How Voluntary Outside Accreditation can Advance First Nation Communities

The Frontier Centre for Public Policy is pleased to release a new study by Frontier’s policy analyst Joseph Quesnel. The study, entitled Finding Strength from Within: How Voluntary Outside Accreditation […]
Published on January 21, 2014

The Frontier Centre for Public Policy is pleased to release a new study by Frontier’s policy analyst Joseph Quesnel. The study, entitled Finding Strength from Within: How Voluntary Outside Accreditation can Advance First Nation Communities, demonstrates various means by which First Nations can improve their socio-economic standing through voluntary initiatives.

Quesnel argues that traditionally First Nations have resisted top-down change, starting with the Indian Act, the White Paper of 1969 to the First Nations Education Act today. Empirical data shows that First Nations are already succeeding through voluntary means.  For example, initiatives such as the First Nations Land Management Act and Section 83 provisions of the Indian Act allowing First Nations to collect tax, are much more successful. Data shows that these bands that have adopted these measures have better economic outcomes than those without.

In the study, Quesnel highlights a few new voluntary accreditation schemes that could prove just as successful for First Nations. The first is the First Nations Financial Management Board, which allows bands to borrow funds for badly-needed on-reserve infrastructure. The second is certification through the International Organization for Standardization (ISO). Drawing upon the example of two successful First Nations that have obtained ISO 9001 certification, Quesnel argues that other bands could likewise be certified and succeed.

Finally, he mentions the example of a voluntary accreditation system for First Nation housing developed by the Ottawa-based Institute on Governance (IOG). IOG’s system relies on incentives for First Nations to join. 

Finding new voluntary measures, he argues, is the way forward for all parties involved.

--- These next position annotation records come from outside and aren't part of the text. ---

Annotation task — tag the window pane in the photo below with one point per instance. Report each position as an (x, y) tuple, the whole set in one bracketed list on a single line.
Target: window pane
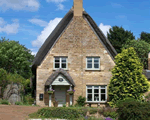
[(63, 60), (96, 90), (96, 97), (102, 97), (89, 65), (96, 65), (96, 60), (56, 59), (89, 90), (56, 65), (89, 59), (63, 65), (89, 97), (89, 87), (102, 90)]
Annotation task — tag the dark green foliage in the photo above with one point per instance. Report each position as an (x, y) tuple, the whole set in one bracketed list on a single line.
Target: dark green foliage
[(5, 102), (145, 36), (131, 109), (81, 101), (64, 105), (60, 112), (127, 78), (93, 110), (15, 58), (142, 49), (118, 36), (18, 103)]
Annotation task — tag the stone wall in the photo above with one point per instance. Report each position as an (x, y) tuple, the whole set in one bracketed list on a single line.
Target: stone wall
[(77, 42)]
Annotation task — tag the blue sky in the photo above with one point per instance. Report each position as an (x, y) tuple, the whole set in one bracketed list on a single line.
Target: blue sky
[(31, 21)]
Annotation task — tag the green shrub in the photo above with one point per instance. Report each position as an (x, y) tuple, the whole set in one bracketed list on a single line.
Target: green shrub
[(64, 105), (93, 110), (61, 112), (70, 105), (108, 112), (131, 109), (18, 103), (5, 102), (81, 101)]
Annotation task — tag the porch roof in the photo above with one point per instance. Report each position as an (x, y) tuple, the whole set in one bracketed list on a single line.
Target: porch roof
[(53, 76)]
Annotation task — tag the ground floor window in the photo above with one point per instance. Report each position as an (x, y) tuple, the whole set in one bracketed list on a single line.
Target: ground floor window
[(96, 93)]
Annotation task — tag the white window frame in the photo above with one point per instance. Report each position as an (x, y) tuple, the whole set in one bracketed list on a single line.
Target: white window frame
[(92, 63), (99, 87), (60, 63)]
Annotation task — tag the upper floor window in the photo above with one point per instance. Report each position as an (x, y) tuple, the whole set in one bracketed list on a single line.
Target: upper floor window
[(60, 62), (93, 63)]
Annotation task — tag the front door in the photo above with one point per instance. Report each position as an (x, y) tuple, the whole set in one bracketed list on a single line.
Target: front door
[(60, 95)]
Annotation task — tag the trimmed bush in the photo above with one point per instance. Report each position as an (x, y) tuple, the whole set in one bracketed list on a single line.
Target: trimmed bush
[(18, 103), (63, 113), (131, 109), (5, 102)]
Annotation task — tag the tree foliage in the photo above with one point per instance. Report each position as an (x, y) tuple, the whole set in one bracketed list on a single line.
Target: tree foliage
[(142, 49), (127, 78), (145, 36), (15, 58), (118, 36)]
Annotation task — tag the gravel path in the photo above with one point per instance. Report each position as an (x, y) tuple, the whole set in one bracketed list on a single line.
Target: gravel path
[(16, 112)]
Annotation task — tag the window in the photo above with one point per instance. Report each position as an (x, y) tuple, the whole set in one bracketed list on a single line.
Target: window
[(60, 62), (96, 93), (93, 63)]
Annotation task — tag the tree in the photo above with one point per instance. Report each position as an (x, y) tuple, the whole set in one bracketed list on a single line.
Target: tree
[(15, 58), (145, 36), (118, 36), (127, 78), (142, 49)]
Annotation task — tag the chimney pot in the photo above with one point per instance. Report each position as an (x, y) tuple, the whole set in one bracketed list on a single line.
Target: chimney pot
[(78, 7)]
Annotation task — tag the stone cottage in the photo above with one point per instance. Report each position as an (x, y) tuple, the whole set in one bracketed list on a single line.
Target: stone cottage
[(76, 56)]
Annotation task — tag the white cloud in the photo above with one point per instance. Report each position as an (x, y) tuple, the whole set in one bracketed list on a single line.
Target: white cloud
[(58, 3), (2, 22), (30, 5), (46, 32), (10, 28), (60, 7), (38, 22), (104, 28)]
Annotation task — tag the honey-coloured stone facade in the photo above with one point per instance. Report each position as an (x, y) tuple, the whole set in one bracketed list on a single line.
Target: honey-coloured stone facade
[(77, 42)]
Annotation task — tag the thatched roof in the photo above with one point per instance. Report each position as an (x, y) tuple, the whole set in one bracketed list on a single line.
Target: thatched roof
[(59, 29)]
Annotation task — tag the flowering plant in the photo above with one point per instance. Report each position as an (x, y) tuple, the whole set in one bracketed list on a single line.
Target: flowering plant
[(70, 91), (50, 91)]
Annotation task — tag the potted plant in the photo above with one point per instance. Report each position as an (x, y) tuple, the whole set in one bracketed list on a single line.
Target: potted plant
[(51, 91), (70, 91)]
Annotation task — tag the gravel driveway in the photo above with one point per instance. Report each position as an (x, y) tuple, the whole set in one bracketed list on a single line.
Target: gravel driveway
[(16, 112)]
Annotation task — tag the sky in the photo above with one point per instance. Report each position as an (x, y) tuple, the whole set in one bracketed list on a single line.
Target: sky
[(31, 21)]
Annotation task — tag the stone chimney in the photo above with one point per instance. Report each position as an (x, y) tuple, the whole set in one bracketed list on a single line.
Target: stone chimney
[(78, 7), (149, 61)]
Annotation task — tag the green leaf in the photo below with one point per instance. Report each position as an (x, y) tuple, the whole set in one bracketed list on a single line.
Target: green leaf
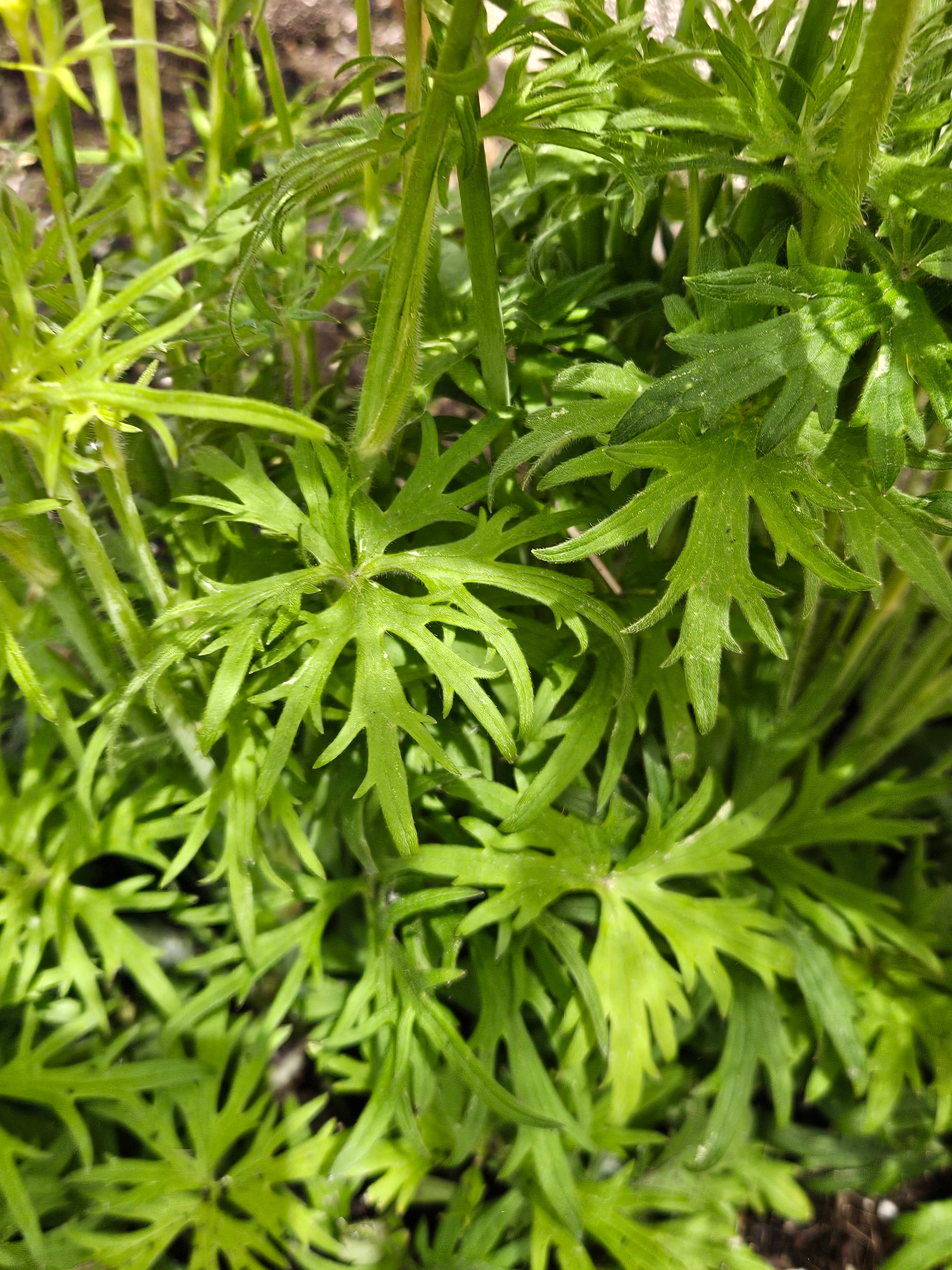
[(722, 472)]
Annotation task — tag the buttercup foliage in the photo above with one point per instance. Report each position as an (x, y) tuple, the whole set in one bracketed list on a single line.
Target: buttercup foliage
[(475, 625)]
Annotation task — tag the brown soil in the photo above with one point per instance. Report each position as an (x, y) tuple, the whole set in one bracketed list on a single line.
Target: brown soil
[(313, 40), (849, 1231)]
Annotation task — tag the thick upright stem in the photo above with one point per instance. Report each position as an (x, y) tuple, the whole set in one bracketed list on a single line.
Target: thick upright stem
[(150, 115), (864, 119), (218, 87), (484, 274), (65, 595), (365, 48), (380, 411), (413, 69), (695, 223)]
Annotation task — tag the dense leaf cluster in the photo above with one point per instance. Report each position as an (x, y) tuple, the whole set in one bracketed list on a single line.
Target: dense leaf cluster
[(477, 643)]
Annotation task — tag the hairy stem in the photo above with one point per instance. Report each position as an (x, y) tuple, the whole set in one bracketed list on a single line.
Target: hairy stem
[(695, 223), (218, 90), (365, 49), (385, 384), (413, 70), (484, 275), (864, 120)]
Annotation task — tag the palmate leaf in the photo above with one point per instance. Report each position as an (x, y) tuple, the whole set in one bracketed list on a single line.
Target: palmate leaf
[(218, 1165), (46, 836), (365, 612), (902, 525), (831, 313), (720, 471), (530, 871), (40, 1074)]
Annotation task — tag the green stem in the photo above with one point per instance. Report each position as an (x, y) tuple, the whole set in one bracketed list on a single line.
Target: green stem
[(218, 90), (673, 270), (115, 479), (58, 104), (695, 223), (365, 48), (383, 401), (809, 54), (276, 84), (101, 572), (413, 70), (484, 275), (17, 25), (864, 120), (65, 596), (106, 82), (150, 115), (125, 620)]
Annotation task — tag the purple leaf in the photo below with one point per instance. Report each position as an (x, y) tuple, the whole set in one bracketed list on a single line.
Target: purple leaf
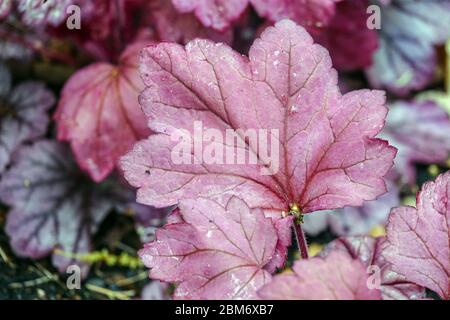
[(54, 208), (352, 221), (370, 252), (346, 31), (98, 108), (218, 14), (312, 14), (419, 239), (328, 157), (421, 133), (36, 13), (406, 58), (23, 111), (178, 27), (213, 252), (335, 277)]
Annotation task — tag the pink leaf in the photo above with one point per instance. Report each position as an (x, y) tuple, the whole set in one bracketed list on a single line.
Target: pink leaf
[(213, 252), (370, 252), (218, 14), (328, 156), (312, 14), (178, 27), (419, 239), (99, 113), (335, 277)]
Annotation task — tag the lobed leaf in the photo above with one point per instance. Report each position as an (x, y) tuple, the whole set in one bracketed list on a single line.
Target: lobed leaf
[(212, 251), (98, 108), (334, 277), (419, 238), (328, 159)]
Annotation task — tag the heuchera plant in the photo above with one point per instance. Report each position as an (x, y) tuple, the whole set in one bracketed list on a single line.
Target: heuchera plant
[(225, 230), (110, 93), (330, 157)]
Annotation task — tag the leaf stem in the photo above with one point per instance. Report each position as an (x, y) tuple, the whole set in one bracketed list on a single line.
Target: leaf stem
[(301, 240)]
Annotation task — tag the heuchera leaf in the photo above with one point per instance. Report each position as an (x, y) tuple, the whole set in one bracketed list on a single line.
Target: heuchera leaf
[(419, 239), (40, 13), (98, 109), (346, 31), (213, 252), (54, 208), (335, 277), (352, 221), (369, 251), (420, 130), (312, 14), (329, 157), (217, 14), (155, 291), (406, 58), (23, 112), (181, 27), (5, 8)]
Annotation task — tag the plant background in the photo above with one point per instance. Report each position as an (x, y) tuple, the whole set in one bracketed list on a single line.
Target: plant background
[(50, 55)]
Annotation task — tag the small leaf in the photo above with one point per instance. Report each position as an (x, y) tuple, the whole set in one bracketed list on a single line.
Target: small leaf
[(335, 277), (182, 27), (23, 112), (312, 14), (406, 59), (419, 239), (99, 108), (346, 31), (421, 133), (217, 14), (370, 252), (329, 156), (54, 208), (213, 252)]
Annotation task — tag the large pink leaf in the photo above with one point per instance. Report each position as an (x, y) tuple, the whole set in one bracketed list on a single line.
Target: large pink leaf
[(218, 14), (369, 251), (419, 239), (99, 113), (213, 252), (335, 277), (328, 158)]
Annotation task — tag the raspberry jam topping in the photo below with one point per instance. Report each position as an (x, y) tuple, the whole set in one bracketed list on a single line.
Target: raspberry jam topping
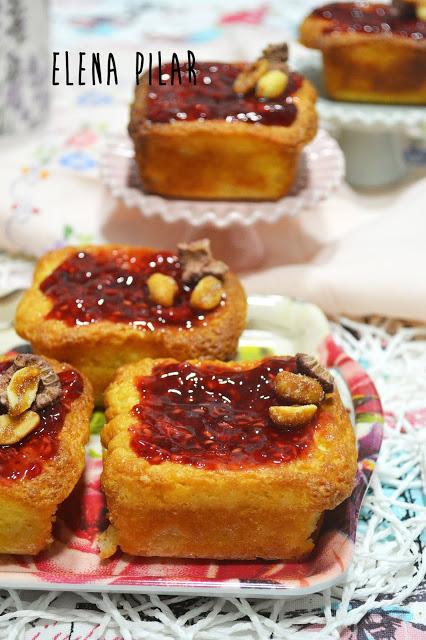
[(211, 416), (214, 98), (111, 285), (362, 17), (25, 459)]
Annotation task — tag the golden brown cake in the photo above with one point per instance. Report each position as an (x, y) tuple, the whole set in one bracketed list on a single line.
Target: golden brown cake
[(372, 52), (216, 460), (45, 408), (236, 134), (101, 307)]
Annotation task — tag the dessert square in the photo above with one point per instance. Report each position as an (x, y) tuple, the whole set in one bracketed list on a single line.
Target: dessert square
[(372, 52), (45, 408), (223, 460), (236, 134), (99, 307)]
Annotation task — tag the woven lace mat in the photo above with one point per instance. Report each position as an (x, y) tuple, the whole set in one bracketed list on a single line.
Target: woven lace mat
[(384, 596)]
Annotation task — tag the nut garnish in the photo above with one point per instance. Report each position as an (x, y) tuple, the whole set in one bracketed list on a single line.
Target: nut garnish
[(14, 429), (421, 12), (197, 261), (298, 389), (49, 387), (274, 58), (162, 289), (311, 367), (292, 416), (207, 294), (277, 56), (248, 78), (22, 390), (271, 84)]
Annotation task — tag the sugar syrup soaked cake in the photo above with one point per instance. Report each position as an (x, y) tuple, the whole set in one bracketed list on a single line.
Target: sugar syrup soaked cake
[(237, 134), (372, 52), (224, 460), (99, 307), (45, 407)]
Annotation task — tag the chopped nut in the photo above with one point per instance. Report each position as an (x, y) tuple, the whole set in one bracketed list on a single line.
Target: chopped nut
[(247, 79), (207, 294), (311, 367), (292, 416), (22, 390), (272, 84), (276, 55), (298, 389), (197, 261), (49, 388), (162, 289), (421, 12), (14, 429)]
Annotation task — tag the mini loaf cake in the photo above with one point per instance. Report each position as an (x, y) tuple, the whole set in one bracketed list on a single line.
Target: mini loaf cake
[(372, 52), (223, 460), (237, 134), (101, 307), (45, 408)]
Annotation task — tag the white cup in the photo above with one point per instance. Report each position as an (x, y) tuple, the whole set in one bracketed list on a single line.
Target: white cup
[(24, 65)]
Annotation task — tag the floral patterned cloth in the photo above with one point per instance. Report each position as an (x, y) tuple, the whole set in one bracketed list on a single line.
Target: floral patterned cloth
[(69, 149)]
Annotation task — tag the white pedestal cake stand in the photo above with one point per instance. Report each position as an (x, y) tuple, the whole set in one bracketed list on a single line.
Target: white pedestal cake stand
[(371, 135), (321, 170)]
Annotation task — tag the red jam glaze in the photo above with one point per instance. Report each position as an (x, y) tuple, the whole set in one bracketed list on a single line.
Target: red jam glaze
[(26, 458), (211, 417), (214, 98), (362, 17), (111, 285)]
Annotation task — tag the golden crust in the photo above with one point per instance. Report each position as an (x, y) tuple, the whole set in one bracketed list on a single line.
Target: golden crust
[(100, 348), (170, 509), (368, 67), (218, 159), (28, 506)]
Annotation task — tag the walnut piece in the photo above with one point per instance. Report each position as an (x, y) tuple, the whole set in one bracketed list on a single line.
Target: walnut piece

“The study presupposes that it is a better investment of time, resources and effort to promote voluntary initiatives, such as ISO certification, to First Nations than to invest in imposed solutions that will ultimately be rejected,” said Quesnel.  “Outside certification also helps to counter the perception that First Nations are a very high-risk investment. Businesses continue to make decisions based on perceptions of mismanagement and corruption.”